Son gros cœur de flic malade se mit à battre plus vite. Bien trop vite pour espérer s’endormir. Alors Sharko se retourna, et recommença. Les vagues, les ballons, le sable chaud…

Le lundi 6 septembre, son téléphone sonna à 7 h 22, alors qu’il prenait son décaféiné, seul, face à une grille de mots croisés même pas remplie au tiers. À la définition « Dieu de la violence et du mal », il avait noté « Seth », puis avait abandonné son jeu en silence, l’esprit trop embrouillé. Avant, il l’aurait terminée en quelques heures, cette grille, mais là…

À l’autre bout de la ligne, Nicolas Bellanger, son nouveau chef, lui demandait de se rendre rapidement au Centre de primatologie de Meudon, à quatre kilomètres de Paris. Une femme venait d’être retrouvée morte dans une cage, agressée et mutilée par un chimpanzé, semblait-il.

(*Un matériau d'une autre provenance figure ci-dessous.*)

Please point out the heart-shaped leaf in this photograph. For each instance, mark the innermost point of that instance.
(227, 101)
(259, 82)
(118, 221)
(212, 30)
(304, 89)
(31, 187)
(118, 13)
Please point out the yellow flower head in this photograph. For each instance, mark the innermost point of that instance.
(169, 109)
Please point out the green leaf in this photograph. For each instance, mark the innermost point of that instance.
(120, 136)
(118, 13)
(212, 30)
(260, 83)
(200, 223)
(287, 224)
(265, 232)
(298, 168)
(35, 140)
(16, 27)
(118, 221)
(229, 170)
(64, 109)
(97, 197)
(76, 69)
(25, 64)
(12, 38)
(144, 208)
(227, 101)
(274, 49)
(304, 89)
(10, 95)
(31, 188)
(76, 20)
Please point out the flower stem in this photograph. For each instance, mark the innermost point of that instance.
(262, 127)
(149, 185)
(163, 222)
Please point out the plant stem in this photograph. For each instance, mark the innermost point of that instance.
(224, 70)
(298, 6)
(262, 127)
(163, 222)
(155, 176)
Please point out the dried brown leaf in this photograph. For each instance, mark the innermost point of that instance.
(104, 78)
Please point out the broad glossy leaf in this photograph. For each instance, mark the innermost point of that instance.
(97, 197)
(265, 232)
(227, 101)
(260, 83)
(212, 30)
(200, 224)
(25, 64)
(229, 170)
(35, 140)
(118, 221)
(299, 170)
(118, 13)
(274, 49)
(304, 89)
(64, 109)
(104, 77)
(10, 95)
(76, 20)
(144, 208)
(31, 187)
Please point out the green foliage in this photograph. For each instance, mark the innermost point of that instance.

Sharko raccrocha sèchement. Il approchait la fin de sa carrière, et on le faisait enquêter sur des singes. Il voyait parfaitement ses collègues se débiner et lui refiler la patate chaude. Il imaginait les railleries, les regards en coin, les « Alors, Commissaire, tu flirtes avec les macaques maintenant ? »

Du fin fond de sa tristesse, il se dit qu’il était tombé bien bas.